In an emergency, CRD can only be identified following the onset of the symptoms. Based on clinical symptoms such as stunted growth, low feed conservation ratio and postmortem lesion confirmed it as CRD. In post-mortem air sac and intestinal lesion, the score is very helpful for diagnoses of CRD and it was recorded by the method (Nascimento et al., 2005). Postmortem of infected poultry birds shows hemorrhagic lesion and mucopurulent exudates in the trachea, trachitis, sinusitis, bronchitis and nasal discharge (Levisohn & Kleven, 2000; Nascimento et al., 2005).

For the diagnosing of CRD different laboratory test like rapid serum plate (RSP), enzyme-linked immunosorbent assay (ELISA), and fluorescent antibody technique etc. has been approved by the national poultry improvement plan of the USA (Cummins et al., 1990; Marouf et al., 2022). In the field, rapid slide plate agglutination test (SPAT) or enzyme-linked immunosorbent assay (ELISA) is helpful to diagnose MG infection in poultry (Sarkar et al., 2005).

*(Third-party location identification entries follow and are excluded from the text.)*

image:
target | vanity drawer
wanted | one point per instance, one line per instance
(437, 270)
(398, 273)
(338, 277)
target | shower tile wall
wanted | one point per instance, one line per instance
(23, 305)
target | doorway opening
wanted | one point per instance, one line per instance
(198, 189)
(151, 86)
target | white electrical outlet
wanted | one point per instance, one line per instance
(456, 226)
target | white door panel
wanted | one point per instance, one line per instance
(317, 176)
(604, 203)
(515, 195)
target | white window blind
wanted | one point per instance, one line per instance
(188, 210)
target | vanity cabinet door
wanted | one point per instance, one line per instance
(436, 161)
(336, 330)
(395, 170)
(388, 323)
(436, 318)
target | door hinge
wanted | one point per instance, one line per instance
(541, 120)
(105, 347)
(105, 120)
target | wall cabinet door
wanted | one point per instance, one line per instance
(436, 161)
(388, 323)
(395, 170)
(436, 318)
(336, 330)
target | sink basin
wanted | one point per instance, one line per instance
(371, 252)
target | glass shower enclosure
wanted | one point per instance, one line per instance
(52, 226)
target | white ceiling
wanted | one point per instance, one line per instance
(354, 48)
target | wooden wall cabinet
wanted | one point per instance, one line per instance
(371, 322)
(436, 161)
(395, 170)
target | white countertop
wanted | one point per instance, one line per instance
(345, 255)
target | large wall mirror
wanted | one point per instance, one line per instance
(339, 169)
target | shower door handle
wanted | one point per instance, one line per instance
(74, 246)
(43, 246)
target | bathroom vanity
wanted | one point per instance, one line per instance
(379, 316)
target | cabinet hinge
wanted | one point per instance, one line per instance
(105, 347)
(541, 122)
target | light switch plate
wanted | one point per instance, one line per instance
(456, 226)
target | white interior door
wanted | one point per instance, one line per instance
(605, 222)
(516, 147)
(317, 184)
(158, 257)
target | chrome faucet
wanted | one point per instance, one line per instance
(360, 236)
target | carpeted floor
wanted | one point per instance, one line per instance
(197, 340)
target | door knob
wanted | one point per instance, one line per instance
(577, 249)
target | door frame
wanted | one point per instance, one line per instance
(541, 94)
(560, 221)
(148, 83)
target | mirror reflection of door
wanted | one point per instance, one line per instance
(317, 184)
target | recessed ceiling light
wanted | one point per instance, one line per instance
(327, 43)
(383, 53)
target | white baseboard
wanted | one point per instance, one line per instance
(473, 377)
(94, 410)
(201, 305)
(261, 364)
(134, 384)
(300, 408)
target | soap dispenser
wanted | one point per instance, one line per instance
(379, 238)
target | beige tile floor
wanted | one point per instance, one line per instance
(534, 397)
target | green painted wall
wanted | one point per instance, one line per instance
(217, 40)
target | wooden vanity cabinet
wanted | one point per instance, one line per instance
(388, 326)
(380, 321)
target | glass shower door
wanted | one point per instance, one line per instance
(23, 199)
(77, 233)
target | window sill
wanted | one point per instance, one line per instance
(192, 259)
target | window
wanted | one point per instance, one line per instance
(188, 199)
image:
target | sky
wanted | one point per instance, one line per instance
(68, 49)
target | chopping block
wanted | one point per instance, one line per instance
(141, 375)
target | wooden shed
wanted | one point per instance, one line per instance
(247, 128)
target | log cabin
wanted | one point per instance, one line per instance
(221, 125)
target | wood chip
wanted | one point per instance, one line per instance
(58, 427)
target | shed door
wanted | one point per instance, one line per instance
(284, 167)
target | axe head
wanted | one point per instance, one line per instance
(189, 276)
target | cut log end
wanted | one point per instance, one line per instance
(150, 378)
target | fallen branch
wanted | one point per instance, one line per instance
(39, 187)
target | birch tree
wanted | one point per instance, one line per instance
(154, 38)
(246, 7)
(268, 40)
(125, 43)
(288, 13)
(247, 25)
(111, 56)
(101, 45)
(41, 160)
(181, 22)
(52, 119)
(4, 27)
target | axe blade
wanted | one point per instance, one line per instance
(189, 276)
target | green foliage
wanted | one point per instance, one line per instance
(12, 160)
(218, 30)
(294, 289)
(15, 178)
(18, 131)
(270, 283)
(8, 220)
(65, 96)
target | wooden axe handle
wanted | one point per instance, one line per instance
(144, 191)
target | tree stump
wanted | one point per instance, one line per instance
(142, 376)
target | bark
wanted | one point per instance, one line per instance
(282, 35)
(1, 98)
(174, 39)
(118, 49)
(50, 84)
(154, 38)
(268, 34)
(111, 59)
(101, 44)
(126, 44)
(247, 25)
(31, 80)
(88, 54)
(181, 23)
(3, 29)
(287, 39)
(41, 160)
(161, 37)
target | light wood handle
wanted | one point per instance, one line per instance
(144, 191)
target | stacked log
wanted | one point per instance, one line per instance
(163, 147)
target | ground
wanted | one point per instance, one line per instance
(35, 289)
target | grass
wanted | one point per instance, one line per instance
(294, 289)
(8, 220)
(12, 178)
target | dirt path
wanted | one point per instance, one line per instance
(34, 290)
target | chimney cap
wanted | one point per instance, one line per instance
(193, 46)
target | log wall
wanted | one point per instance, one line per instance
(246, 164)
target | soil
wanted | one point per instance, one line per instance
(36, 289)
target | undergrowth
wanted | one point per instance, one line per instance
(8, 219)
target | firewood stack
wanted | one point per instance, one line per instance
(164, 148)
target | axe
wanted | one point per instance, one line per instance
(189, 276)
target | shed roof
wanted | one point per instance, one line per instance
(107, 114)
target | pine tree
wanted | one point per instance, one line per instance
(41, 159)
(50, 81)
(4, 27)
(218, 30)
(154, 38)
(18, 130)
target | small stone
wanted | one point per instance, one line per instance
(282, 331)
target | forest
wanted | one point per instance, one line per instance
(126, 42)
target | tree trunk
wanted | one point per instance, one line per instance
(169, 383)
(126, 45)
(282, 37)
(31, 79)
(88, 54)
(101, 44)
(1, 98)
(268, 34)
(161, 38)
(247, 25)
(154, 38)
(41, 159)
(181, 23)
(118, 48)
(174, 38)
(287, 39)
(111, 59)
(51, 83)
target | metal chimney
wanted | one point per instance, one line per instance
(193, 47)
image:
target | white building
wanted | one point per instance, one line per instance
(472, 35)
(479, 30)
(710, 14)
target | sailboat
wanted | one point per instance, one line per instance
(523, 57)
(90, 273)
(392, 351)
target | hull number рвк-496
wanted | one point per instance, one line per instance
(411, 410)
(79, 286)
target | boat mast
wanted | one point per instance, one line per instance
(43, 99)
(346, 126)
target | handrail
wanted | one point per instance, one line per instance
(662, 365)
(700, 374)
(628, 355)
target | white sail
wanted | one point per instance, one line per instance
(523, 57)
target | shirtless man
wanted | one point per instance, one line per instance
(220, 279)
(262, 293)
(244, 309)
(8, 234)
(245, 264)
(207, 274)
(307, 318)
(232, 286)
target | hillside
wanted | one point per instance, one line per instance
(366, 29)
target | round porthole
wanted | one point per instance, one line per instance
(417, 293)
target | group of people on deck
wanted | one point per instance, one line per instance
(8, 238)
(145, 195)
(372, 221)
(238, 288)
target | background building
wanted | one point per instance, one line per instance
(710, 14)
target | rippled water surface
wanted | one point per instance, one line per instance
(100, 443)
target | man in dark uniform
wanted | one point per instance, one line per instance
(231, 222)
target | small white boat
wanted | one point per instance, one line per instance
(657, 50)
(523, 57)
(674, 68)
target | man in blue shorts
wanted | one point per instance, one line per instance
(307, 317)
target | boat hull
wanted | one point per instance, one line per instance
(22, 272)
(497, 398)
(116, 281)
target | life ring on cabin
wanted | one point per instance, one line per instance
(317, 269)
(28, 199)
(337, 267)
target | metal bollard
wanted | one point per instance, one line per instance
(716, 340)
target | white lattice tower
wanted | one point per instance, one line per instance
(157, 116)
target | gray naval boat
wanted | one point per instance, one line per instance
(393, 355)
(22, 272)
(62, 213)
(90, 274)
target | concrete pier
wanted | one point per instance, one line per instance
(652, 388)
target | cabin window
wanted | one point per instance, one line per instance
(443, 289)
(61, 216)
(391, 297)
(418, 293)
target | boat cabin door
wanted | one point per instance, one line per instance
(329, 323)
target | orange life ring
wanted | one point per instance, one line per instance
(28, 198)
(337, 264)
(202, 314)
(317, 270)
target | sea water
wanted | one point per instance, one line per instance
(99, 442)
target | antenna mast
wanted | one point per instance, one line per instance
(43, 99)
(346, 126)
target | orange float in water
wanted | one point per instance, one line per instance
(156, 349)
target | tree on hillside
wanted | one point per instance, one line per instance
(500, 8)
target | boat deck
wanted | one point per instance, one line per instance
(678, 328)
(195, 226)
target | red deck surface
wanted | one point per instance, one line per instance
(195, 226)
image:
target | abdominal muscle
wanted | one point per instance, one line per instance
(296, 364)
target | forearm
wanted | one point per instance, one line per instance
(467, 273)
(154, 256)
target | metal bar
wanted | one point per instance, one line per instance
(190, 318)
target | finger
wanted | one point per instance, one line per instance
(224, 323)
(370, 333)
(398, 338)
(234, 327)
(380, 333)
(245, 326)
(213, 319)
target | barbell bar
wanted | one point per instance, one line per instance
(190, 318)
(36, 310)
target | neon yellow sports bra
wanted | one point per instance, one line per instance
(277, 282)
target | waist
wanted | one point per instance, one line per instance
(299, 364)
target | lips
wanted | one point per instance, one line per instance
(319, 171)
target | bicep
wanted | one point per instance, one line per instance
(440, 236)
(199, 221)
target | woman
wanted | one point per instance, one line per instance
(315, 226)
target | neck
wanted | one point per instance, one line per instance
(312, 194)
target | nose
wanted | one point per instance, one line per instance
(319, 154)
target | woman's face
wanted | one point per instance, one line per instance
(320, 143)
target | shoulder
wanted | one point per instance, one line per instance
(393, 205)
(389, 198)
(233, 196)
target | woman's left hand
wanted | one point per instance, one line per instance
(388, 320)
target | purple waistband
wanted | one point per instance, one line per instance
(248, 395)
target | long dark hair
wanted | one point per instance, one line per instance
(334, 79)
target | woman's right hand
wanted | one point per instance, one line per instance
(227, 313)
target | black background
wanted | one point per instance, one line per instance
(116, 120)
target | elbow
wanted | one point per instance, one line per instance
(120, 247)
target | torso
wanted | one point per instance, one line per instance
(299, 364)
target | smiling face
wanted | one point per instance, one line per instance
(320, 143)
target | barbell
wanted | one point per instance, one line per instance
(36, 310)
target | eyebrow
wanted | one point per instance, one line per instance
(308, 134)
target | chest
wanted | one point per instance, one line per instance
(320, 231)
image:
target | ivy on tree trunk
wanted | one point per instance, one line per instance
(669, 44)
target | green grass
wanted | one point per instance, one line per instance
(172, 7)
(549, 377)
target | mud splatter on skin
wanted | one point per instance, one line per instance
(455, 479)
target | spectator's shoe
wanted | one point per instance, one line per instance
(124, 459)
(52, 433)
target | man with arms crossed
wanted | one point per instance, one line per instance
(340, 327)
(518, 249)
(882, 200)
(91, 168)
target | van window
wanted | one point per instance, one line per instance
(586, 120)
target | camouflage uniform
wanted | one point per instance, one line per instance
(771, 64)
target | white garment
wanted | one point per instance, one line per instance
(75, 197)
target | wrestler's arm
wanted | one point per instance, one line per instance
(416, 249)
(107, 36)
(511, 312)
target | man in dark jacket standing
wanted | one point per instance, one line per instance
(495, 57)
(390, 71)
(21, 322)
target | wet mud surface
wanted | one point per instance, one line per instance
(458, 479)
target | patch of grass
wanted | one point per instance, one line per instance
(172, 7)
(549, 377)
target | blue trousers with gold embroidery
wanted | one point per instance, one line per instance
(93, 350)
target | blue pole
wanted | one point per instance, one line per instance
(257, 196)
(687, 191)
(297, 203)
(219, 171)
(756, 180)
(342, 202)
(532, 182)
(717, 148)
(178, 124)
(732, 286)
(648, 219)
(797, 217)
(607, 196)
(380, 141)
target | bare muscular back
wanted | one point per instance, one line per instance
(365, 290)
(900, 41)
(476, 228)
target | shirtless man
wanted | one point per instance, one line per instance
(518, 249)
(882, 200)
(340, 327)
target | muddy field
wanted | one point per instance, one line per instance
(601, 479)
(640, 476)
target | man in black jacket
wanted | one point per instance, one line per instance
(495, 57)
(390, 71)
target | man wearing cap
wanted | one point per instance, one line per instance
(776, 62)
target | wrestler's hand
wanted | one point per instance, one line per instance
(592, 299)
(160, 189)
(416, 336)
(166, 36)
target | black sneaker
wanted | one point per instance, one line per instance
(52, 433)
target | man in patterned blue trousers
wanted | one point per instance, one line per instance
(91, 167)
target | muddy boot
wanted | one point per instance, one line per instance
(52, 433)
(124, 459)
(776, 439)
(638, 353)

Hence PCR is a more convenient easy technique to diagnose CRD (Abdel Halium et al., 2019; Ahmed et al., 2007; Xu et al., 2003). The MG infection can be detected via in-vitro culture and DNA based polymerase chain reaction (PCR) (David H. & Yoder Jr, 2008; Muhammad et al., 2017; Rauf et al., 2013). By cultivation, Mycoplasma can be diagnosed but it is expensive, laborious and time-consuming. But by the culturing overgrowth of non-pathogenic mycoplasma is mostly seen and no growth of Mycoplasma is mostly seen by the cultivation in a laboratory (El-Ghany, 2008; Garcia et al., 1995; Siddique et al., 2020). According to different researchers, the rate of MG among different types of birds was recorded 50-60% as shown in Table 1.

 

Table 1: Infection Rate of MG

Infection % of MG References
56.2% (Marouf et al., 2020)
47.7% (El-Ghany, 2008)
67.5% (Abd El-Gawad, 2005)
79.8% (Rauf et al., 2013)

 

Treatment of CRD

CRD is caused by the bacteria mycoplasma, so different types of antibiotics are helpful to treat it. Due to lack of cell wall, mycoplasma is not susceptible to cell wall synthesis inhibitor antibiotics such as penicillin etc., but susceptible to several classes of antibiotics like fluoroquinolone, tetracycline, erythromycin and others (Bradbury, 2005; Zakeri, 2010).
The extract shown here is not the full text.